Empirical Bayesian Neighborhood
Range-weighted neighborhood formulations are useful and popular for their edge-preserving property and simplicity, but they are mostly proposed as intuitive tools. This project studies how to formulate these problems in empirical Bayesian ways, instead of intuitive ways. It also aims to optimize the essential bandwidth parameters by model fitting to empirical distributions, instead of by heuristic setting. The idea can also be extended to build Markov Random Fields for stereo matching.
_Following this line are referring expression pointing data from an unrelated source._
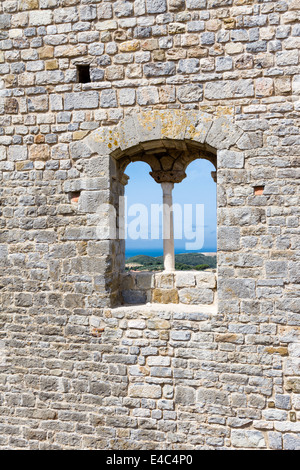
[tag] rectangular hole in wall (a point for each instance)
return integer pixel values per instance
(258, 190)
(83, 73)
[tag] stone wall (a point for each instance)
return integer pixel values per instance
(213, 78)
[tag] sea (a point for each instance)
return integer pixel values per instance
(159, 252)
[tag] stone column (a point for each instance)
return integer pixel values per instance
(168, 227)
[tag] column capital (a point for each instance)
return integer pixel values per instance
(170, 176)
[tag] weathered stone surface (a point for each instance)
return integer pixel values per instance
(83, 100)
(229, 89)
(86, 351)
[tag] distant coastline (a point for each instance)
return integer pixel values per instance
(159, 252)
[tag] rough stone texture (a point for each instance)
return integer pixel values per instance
(217, 79)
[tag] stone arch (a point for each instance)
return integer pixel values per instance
(212, 132)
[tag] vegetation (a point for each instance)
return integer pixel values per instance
(183, 262)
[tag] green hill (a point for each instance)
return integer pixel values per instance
(183, 262)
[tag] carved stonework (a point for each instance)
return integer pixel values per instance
(173, 176)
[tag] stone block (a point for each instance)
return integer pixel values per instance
(228, 238)
(184, 279)
(296, 85)
(165, 296)
(229, 89)
(17, 153)
(81, 100)
(196, 296)
(144, 391)
(230, 159)
(134, 296)
(247, 439)
(185, 396)
(40, 17)
(156, 6)
(190, 93)
(236, 288)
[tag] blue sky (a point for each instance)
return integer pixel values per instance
(197, 188)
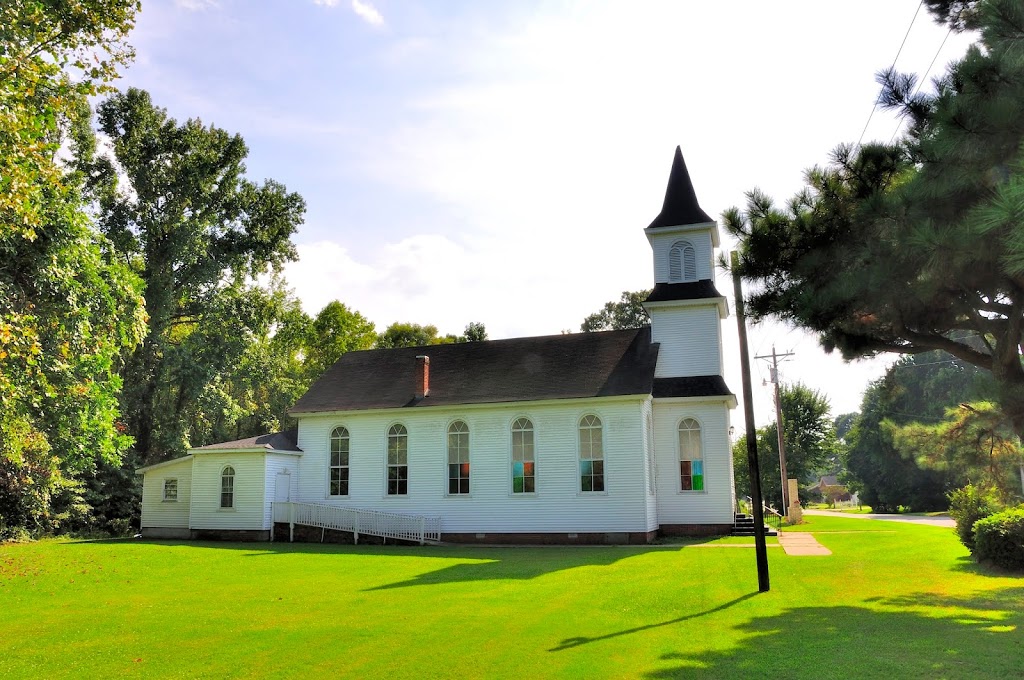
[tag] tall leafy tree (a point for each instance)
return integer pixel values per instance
(67, 311)
(336, 330)
(915, 389)
(626, 313)
(916, 246)
(174, 201)
(409, 335)
(809, 435)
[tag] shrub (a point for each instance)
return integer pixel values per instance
(967, 506)
(999, 538)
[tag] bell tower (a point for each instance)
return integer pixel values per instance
(685, 307)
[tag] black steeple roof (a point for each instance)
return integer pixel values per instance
(681, 205)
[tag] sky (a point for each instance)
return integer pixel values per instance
(497, 162)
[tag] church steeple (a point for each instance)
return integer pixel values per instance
(681, 205)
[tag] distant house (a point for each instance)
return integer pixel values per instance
(614, 436)
(830, 491)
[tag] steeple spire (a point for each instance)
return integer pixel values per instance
(681, 205)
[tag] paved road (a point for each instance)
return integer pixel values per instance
(938, 520)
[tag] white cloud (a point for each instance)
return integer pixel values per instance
(368, 12)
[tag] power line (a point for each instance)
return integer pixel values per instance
(898, 52)
(925, 77)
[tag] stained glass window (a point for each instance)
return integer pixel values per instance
(227, 487)
(690, 456)
(523, 464)
(397, 461)
(339, 462)
(458, 458)
(591, 455)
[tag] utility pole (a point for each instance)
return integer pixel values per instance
(779, 427)
(752, 436)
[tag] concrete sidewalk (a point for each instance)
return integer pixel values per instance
(801, 543)
(937, 520)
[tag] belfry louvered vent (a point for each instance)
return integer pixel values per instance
(682, 262)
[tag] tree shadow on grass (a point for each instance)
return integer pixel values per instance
(569, 643)
(513, 563)
(925, 639)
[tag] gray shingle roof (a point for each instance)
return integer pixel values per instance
(287, 440)
(555, 367)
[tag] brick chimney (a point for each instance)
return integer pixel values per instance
(422, 376)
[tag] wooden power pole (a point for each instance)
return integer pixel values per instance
(779, 427)
(752, 437)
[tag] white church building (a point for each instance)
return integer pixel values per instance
(591, 437)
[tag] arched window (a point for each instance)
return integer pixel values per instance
(591, 455)
(339, 462)
(523, 470)
(682, 262)
(397, 461)
(690, 456)
(458, 458)
(227, 487)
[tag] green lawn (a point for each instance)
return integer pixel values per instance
(893, 601)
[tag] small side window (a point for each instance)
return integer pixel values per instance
(227, 487)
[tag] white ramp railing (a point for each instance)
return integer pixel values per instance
(371, 522)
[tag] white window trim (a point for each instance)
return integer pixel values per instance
(448, 478)
(511, 461)
(679, 459)
(580, 458)
(220, 495)
(680, 247)
(387, 464)
(330, 467)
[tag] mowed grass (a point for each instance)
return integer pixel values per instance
(894, 600)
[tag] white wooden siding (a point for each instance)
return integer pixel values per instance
(650, 464)
(715, 504)
(690, 338)
(167, 514)
(250, 485)
(491, 507)
(662, 243)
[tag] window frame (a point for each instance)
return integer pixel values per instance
(463, 476)
(678, 255)
(400, 468)
(344, 470)
(531, 461)
(698, 459)
(170, 482)
(581, 475)
(224, 476)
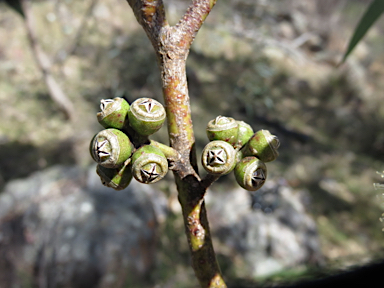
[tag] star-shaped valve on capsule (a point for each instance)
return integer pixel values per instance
(149, 173)
(258, 177)
(216, 157)
(103, 150)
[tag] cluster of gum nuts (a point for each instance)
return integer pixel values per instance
(123, 150)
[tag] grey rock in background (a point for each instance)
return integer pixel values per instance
(62, 228)
(266, 231)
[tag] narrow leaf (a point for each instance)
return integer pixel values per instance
(375, 9)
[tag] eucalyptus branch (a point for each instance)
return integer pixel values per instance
(170, 153)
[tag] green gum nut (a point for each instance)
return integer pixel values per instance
(146, 116)
(110, 148)
(245, 133)
(116, 178)
(219, 157)
(263, 145)
(149, 164)
(250, 173)
(113, 113)
(224, 129)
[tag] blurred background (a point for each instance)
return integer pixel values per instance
(269, 63)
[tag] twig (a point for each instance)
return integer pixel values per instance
(172, 44)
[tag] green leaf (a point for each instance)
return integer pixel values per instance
(371, 15)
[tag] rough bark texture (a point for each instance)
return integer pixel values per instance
(171, 44)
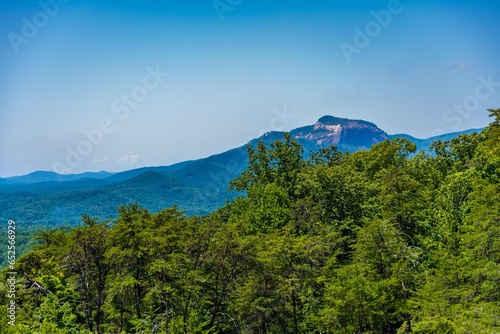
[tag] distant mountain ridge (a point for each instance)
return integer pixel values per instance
(45, 199)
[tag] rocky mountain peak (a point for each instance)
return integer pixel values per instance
(342, 132)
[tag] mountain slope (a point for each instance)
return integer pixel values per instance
(198, 186)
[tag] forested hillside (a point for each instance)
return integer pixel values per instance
(376, 241)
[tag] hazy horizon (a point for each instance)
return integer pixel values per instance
(135, 84)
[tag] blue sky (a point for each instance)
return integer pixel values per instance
(84, 84)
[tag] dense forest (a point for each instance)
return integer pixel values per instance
(386, 240)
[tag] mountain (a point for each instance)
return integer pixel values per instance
(44, 176)
(42, 199)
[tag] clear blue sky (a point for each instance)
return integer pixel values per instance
(232, 66)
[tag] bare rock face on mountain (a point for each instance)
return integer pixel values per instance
(342, 132)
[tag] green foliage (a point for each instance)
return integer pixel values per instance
(377, 241)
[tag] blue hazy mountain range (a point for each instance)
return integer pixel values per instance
(45, 199)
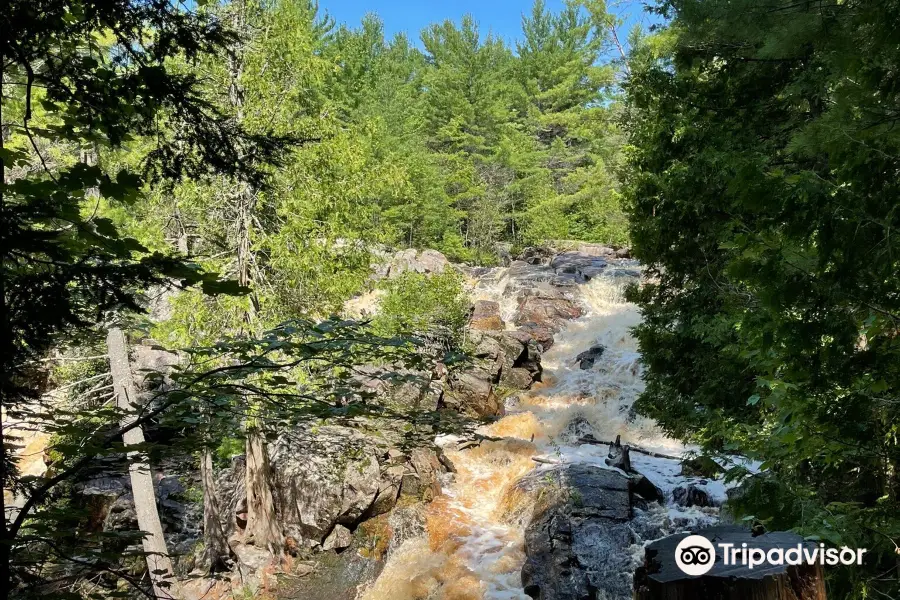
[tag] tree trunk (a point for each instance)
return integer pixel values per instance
(661, 579)
(159, 564)
(216, 553)
(262, 526)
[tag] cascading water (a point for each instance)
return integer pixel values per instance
(473, 547)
This project was supported by MOST.
Webpages: [denoise, CVPR'15/TIP], [fast fitting, SPL'16], [stereo matching, ICCV'17/TPAMI]
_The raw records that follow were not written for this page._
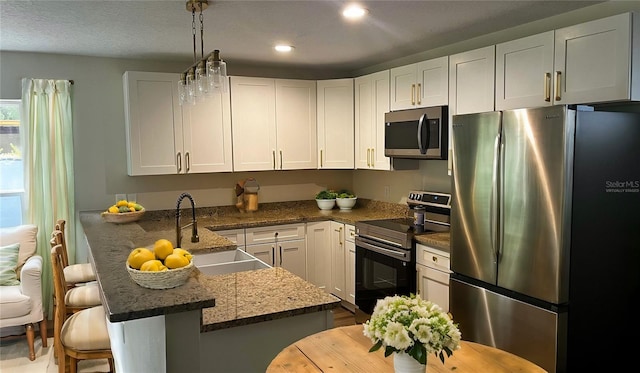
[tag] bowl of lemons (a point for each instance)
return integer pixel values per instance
(123, 212)
(160, 267)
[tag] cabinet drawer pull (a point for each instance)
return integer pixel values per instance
(547, 87)
(413, 94)
(558, 85)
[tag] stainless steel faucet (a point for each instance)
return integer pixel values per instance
(193, 224)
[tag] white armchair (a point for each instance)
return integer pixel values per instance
(21, 303)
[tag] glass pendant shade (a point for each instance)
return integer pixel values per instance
(217, 74)
(190, 88)
(201, 81)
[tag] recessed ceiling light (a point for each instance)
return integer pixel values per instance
(354, 11)
(283, 48)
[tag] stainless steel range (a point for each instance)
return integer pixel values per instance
(386, 250)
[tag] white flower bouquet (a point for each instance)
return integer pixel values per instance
(414, 326)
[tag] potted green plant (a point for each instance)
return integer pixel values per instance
(345, 199)
(326, 199)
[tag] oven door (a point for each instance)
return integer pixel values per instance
(381, 270)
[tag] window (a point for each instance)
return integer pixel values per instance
(11, 165)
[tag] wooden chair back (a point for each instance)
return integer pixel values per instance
(61, 314)
(60, 226)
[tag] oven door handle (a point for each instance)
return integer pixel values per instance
(383, 251)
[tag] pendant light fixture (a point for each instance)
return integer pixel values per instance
(207, 76)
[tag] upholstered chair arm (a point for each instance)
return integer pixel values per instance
(31, 279)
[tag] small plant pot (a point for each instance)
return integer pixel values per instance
(326, 204)
(346, 203)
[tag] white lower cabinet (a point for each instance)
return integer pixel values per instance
(432, 267)
(338, 255)
(319, 254)
(279, 246)
(331, 258)
(350, 263)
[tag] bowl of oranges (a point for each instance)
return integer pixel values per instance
(123, 212)
(162, 267)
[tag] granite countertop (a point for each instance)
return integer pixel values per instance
(226, 300)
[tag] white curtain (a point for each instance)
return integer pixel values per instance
(48, 159)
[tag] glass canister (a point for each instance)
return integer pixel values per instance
(418, 215)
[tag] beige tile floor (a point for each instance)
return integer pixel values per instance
(14, 358)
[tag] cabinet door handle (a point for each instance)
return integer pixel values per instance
(558, 85)
(413, 94)
(339, 235)
(547, 87)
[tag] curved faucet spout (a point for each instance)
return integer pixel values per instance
(193, 224)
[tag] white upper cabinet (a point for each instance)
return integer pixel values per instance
(471, 81)
(154, 122)
(524, 72)
(594, 61)
(335, 124)
(253, 118)
(274, 124)
(371, 103)
(164, 138)
(586, 63)
(421, 84)
(206, 136)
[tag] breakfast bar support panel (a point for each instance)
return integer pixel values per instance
(250, 348)
(183, 341)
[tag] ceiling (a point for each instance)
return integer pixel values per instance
(246, 31)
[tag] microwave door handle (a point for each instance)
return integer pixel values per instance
(420, 124)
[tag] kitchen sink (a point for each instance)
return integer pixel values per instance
(230, 261)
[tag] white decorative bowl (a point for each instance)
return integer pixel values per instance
(346, 203)
(326, 204)
(122, 217)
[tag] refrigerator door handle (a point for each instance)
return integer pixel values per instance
(423, 149)
(494, 196)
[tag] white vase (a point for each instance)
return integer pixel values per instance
(405, 363)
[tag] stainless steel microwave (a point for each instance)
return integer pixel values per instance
(417, 133)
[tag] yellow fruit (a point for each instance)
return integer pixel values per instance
(176, 261)
(182, 252)
(162, 248)
(138, 256)
(153, 265)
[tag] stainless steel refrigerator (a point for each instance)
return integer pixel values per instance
(545, 233)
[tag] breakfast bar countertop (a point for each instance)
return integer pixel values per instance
(226, 300)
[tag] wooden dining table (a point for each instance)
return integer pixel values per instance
(346, 349)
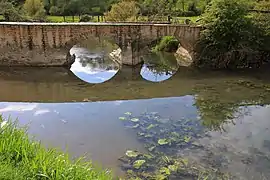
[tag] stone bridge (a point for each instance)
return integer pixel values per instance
(48, 44)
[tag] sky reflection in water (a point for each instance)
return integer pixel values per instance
(97, 67)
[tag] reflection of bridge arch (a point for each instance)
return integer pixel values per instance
(60, 85)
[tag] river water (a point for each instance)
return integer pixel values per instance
(78, 110)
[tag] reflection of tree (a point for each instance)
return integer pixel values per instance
(217, 107)
(161, 63)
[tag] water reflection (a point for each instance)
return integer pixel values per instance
(93, 67)
(159, 66)
(233, 109)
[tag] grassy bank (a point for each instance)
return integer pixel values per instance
(58, 19)
(21, 158)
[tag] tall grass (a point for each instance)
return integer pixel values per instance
(22, 158)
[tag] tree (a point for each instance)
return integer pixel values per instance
(55, 11)
(35, 9)
(230, 39)
(123, 11)
(10, 12)
(263, 19)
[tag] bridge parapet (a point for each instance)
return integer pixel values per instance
(48, 44)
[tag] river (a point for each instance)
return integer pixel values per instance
(82, 110)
Phase-Based Signal Processor
Complex steerable pyramid (CSP) can decompose signals into pixel-wise phase information, and manipulating the phase can easily create position-shift effect. Therefore, it can provide efficient frame interpolation, view synthesis, and even digital refocusing in one single processor. In this project, we aim to design and implement a high-performance phase-based signal processor for supporting such diverse applications in one unified framework. This project was supported by MOST. [ICASSP'19][ICASSP'20]

  Image Deblurring for FORMOSAT-5
FORMOSAT-5 is the first remote sensing satellite entirely made in Taiwan and aims to build up Taiwan's self-reliant space tecnology. However, it was found to have defocus issues in its optical system after launch. In this project, we collaborate with NSPO researchers to deblur its remote sensing images. In contrast with conventional algorithms which cause over-smoothness, we aim to recover original texture and maintain vivid realisticity based on the specific priors of its blur kernel. This project was supported by NSPO. [ACRS'18]
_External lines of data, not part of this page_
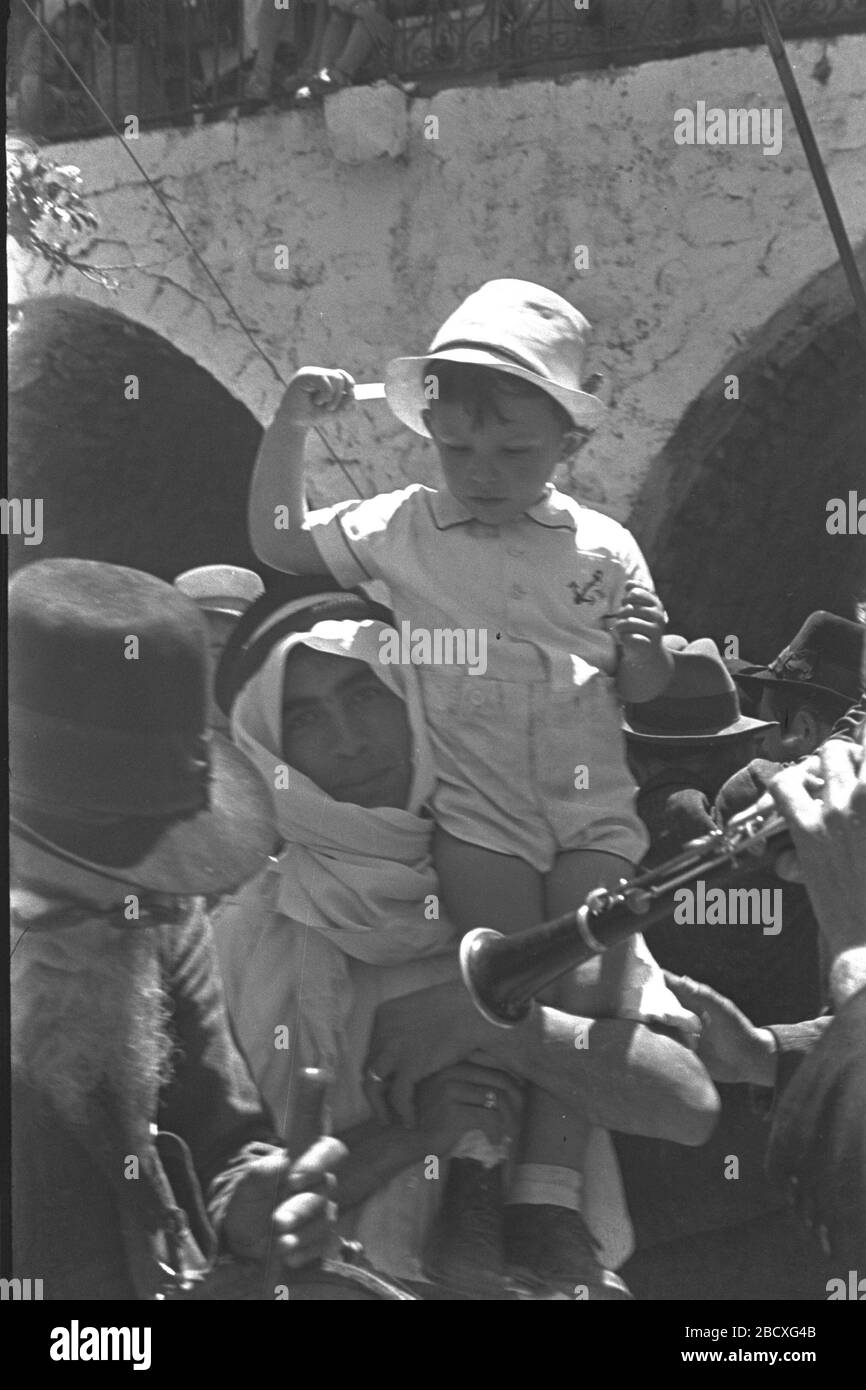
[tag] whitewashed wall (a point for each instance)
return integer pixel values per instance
(691, 249)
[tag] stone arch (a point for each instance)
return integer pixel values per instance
(733, 512)
(156, 483)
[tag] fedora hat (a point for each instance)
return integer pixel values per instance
(826, 655)
(292, 606)
(221, 588)
(111, 763)
(699, 704)
(516, 327)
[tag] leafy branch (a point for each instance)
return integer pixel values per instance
(46, 210)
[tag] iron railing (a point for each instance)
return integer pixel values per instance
(175, 61)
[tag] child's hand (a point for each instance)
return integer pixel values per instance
(640, 624)
(316, 392)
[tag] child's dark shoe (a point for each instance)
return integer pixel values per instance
(551, 1253)
(464, 1250)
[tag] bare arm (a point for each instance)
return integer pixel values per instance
(620, 1072)
(645, 666)
(277, 503)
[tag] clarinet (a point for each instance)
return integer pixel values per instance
(505, 973)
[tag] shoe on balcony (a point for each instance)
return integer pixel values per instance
(257, 86)
(464, 1251)
(552, 1254)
Satellite Light-Field Processor
We define a satellite light field by one full-resolution center view and four half-resolution surrounding views. This setting provides cost-effective but high-quality light-field systems. In this project, we aim to build powerful chips to bring low-power computational photography applications in real time. One application is high-quality depth esitmation (stereo matching) at Full HD to 4K Ultra HD 30fps, and the other one is physically realistic refocusing for Full HD videos. This project was supported by Novatek and MOST. [ISSCC'15][ASSCC'18][VLSIC'19][OJ-SSCS'23]

DragonFly
Lens-array cameras provide the opportunity to have high SNR image quality on thin mobile devices by using DSLR-level sensors. They also can bring us novel light-field applications, such as digital refocus and natural matting. This project focuses on algorithm developement for disparity-based refocusing, denoising, and matting. To show how this can change the way we capture videos, prototype lens-array cameras, DragonFly, and a real-time demo platform will be established. This project was supported by MOST.
Webpages: [refocus & DragonFly, ICASSP'15], [block-based refocusing, TIP], [stereo matching, ICCV'17/TPAMI]

  Super-Vision
Humans can only have rough perception for early-vision information, such as object distance, size, and speed. This project targets to develop a low-level vision system, which is based on stereo imaging, for acquiring such early-vision information but in high precision. It will not only help people understand the physical structure of interested objects faster and more precisely, but also can assist and improve the efficiency of high-level computer vision applications. This project was supported by Novatek.